He said that following his arrest, Police Commissioner Charles H. Ramsey threatened to " take any and all necessary action to protect the integrity of the uniform" and John McNesby, president of FOP Lodge No. 5, vowed to have him arrested.
Lewis said he dismissed the commissioner's words as "thug language" and challenged Ramsey and McNesby to cite a law preventing him from wearing his uniform.
"I was highlighting the integrity of the uniform," Lewis said, "because I was sticking up for people who were being oppressed by the corporations and the government."
Once assigned to North Philadelphia districts, Lewis said he joined the police department to become a patrol officer "because that's where you have daily interaction with people."

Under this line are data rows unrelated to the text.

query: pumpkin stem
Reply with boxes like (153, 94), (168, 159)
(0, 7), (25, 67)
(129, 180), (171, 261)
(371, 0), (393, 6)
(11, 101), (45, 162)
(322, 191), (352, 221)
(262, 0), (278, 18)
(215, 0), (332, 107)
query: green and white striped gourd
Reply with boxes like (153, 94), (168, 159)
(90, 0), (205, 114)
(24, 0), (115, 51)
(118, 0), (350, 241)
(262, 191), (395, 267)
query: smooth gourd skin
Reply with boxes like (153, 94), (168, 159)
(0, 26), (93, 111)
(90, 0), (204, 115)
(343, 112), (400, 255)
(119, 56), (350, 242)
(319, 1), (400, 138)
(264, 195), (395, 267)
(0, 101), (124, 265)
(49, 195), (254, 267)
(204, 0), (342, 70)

He retired after 24 years on the street, pulled up stakes and moved to the Catskills in New York. For eight years he lived "a very Walden-esque life style." In 2011, he read about the Occupy movement, read their declaration of 23 bullet points and decided he agreed with everyone of them.
Lewis then watched the documentary "Inside Job" which he said solidified his new outlook.
"It showed how the system is corrupt to the bone," he said.
The major problem with policing in the United States begins before an officer is hired, he said. Every recruit is put through a battery of tests, including the Minnesota Multiphasic Personality Inventory test which is supposed to assess psychological fitness.
"One of the aspects of a personality is a degree of sensitivity and compassion," he said. "Unfortunately, they do not hire those people that score high on sensitivity. They reject them believing those people will quit because they can't handle the blood and guts on the street. They view that as wasted training money.
"What they don't realize is that hiring the insensitive individual is going to result in brutality cases, and when those cases go to court, that's where they lose millions," Lewis said. "It's pennywise and pound foolish."